Coûteaux met aussi le doigt sur
une imposture historique et nous interpelle, nous autres gens de gauche. Si
l'écho de cette résistance nous paraît si affaibli (Debray n'est pas le seul à
brocarder la Résistance française), cela viendrait de ce que son histoire
officielle a été dûment écrite elle-même par la gauche, qui ne manque pas, on le
sait, de censeurs ni de censure dans son ADN. La Résistance n'étant que
l'anticipation de la IV° République, tout ce qui en dépasse les contours replets
doit être effacé. De Gaulle a dit un jour qu'il avait été rejoint d'abord par la
Cagoule et la Synagogue, seule cette dernière méritait du Panthéon de la gauche.
Et encore... Il m'est arrivé un jour d'entendre, ô stupéfaction, le fils de Marc
Bloch lui-même me déclarer tout de go que son père n'avait aucun mérite à
résister puisque, étant juif, il n'avait pas le choix... La manif du 11 novembre
1940 semble ainsi avoir été effacée de l'histoire officielle de la résistance.

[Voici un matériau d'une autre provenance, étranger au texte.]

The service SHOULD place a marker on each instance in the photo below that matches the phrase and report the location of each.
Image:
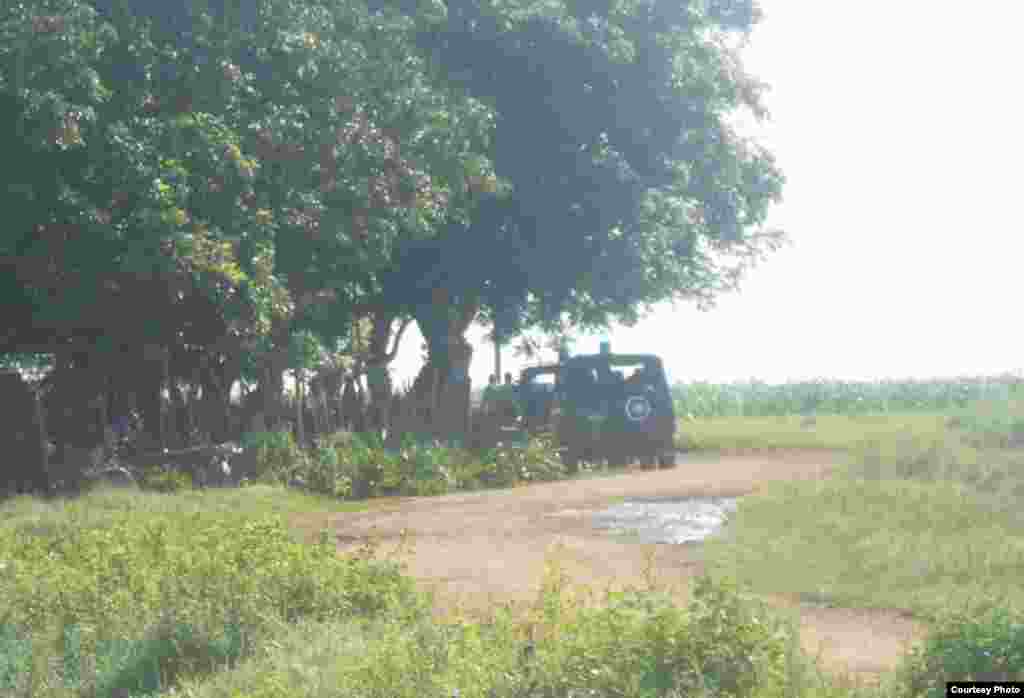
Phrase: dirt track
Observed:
(489, 547)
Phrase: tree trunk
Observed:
(299, 406)
(443, 325)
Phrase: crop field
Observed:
(826, 396)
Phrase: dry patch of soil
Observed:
(480, 549)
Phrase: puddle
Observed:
(670, 521)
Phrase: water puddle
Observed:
(669, 521)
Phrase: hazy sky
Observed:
(897, 126)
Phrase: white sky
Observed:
(898, 126)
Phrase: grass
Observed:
(925, 516)
(832, 432)
(211, 595)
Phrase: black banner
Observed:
(966, 689)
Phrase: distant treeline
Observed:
(826, 396)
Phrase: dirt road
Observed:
(484, 548)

Et le discours anti-fasciste de la gauche se fait
volontiers simpliste quand il tire un trait d'union qui irait des ligues de 1934
à la division SS Charlemagne. BHL fut, dans l'Idéologie française,
l'historiographe talentueux de ce déni d'histoire. Il serait triste qu'en fin de
compte les travers de Normale Sup qui l'ont emporté chez BHL finissent par
rattraper Debray.
Par ailleurs, l'ami Debray trahit aussi sa propre
position. Sa plume rageuse dessine un monde désincarné dans lequel ne subsiste
que le rapport de force. « La France, combien de divisions ? » tonne l'écrivain
qui se sent trahi par un pays auquel il a cru un jour, et cela lui en a coûté.

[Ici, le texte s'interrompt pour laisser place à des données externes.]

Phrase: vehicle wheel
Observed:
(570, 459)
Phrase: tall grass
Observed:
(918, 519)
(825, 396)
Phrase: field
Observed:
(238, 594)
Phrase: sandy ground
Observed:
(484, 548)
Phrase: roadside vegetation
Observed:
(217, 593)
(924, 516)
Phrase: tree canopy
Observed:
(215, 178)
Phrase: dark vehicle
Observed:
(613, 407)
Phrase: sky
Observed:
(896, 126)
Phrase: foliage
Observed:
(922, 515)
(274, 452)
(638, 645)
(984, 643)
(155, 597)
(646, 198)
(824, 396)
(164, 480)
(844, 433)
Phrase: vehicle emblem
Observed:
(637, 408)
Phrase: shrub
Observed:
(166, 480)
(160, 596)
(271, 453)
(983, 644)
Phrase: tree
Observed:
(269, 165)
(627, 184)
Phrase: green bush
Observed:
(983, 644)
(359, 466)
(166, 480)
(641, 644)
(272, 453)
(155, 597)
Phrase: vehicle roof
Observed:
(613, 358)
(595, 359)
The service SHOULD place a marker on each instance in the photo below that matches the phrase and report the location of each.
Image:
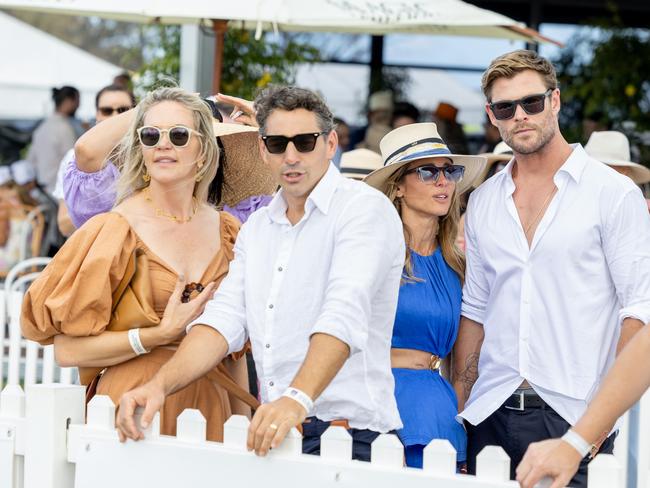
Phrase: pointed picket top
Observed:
(605, 471)
(12, 401)
(492, 463)
(235, 431)
(387, 451)
(101, 413)
(291, 445)
(336, 444)
(153, 429)
(440, 458)
(191, 426)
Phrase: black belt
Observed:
(521, 400)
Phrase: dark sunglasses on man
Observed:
(109, 111)
(302, 142)
(532, 104)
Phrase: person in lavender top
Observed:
(242, 185)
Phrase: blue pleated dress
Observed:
(428, 314)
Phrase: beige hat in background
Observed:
(412, 142)
(613, 148)
(244, 173)
(359, 163)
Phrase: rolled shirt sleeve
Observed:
(226, 311)
(475, 288)
(626, 243)
(368, 236)
(89, 194)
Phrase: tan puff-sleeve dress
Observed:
(73, 296)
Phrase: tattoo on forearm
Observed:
(469, 374)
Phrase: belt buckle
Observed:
(520, 408)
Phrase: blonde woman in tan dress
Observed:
(169, 157)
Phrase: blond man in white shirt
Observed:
(313, 286)
(558, 273)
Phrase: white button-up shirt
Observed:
(337, 271)
(552, 312)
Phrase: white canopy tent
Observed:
(376, 17)
(449, 17)
(33, 62)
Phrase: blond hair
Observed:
(128, 154)
(513, 63)
(447, 230)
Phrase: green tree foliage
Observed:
(605, 77)
(250, 64)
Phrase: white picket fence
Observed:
(41, 435)
(44, 443)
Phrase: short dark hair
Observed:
(291, 98)
(59, 95)
(114, 87)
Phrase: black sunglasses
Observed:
(108, 111)
(302, 142)
(430, 174)
(179, 135)
(532, 104)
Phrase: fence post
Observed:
(50, 409)
(492, 463)
(387, 451)
(336, 445)
(12, 433)
(440, 458)
(605, 472)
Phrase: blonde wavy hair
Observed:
(128, 154)
(447, 230)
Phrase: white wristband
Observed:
(136, 343)
(576, 441)
(301, 397)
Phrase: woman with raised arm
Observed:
(168, 159)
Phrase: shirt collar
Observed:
(573, 166)
(320, 197)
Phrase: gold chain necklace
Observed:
(161, 213)
(541, 210)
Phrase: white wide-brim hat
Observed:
(359, 163)
(613, 148)
(412, 142)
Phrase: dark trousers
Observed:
(314, 428)
(514, 430)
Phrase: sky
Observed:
(345, 87)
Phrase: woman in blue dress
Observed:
(424, 180)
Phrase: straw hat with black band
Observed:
(244, 172)
(359, 163)
(413, 142)
(613, 149)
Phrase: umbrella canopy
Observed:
(377, 17)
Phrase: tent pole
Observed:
(219, 27)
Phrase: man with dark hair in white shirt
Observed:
(558, 274)
(313, 286)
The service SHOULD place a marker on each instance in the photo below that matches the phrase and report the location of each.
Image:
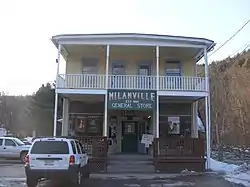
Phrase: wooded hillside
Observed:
(230, 99)
(230, 104)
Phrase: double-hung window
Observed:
(90, 71)
(173, 75)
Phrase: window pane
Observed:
(89, 66)
(118, 69)
(173, 68)
(78, 148)
(50, 147)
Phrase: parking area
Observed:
(12, 175)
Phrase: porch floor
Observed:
(130, 163)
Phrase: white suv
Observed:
(11, 147)
(56, 158)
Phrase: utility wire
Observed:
(236, 58)
(240, 49)
(230, 38)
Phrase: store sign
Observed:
(131, 100)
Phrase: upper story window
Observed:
(173, 68)
(90, 66)
(118, 69)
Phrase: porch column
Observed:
(157, 96)
(207, 108)
(194, 128)
(105, 125)
(65, 122)
(56, 94)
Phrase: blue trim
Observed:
(144, 63)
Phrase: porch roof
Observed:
(134, 39)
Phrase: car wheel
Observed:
(79, 178)
(22, 156)
(31, 182)
(86, 175)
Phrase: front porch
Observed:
(132, 82)
(176, 148)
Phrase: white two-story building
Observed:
(121, 86)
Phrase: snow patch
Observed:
(222, 167)
(233, 173)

D'où parle-t-il, comme disaient de façon détestable ces pauvres freudiens
aujourd'hui mis à mal par un voyou de plume ? Citoyen français ? Homme de
lettres égaré en politique ? Communiste défroqué ? Un Saint-Simon d'aujourd'hui
? Il serait bien myope alors de croire, en 2010, la France lilliputienne et
l'Amérique Gulliver ignorant les dangers encourus par un empire qui fut son
obsession, l'irruption de nouvelles puissances dans la géopolitique mondiale -
le Brésil, la Russie, l'Inde, l'Iran, la Chine à laquelle il vient de rendre
visite -, bref, notre atterrissage dans un monde que l'on dit multipolaire par
notre impuissance à en décrypter les lignes de force.
Enfin, ce texte de
Debray et la réponse de Couteaux sonne comme une fin de récréation pour ceux qui
ont cru que des gens de gauche et ce droite pouvaient, comme pendant la
résistance et un peu après la guerre, se retrouver sur quelques grandes options
: le refus de l'Europe monétaire, la défense de l'égalité républicaine, l'école
laïque, l'indépendance nationale. En refermant la parenthèse gaulliste, en
faisant du Général l'aimable avatar d'une histoire déjà conclue, Régis Debray
semble revenir au camp de sa jeunesse, comme s'il voulait se laver de quelques
aventures politiques qui lui auraient laissé un goût amer dans la boche.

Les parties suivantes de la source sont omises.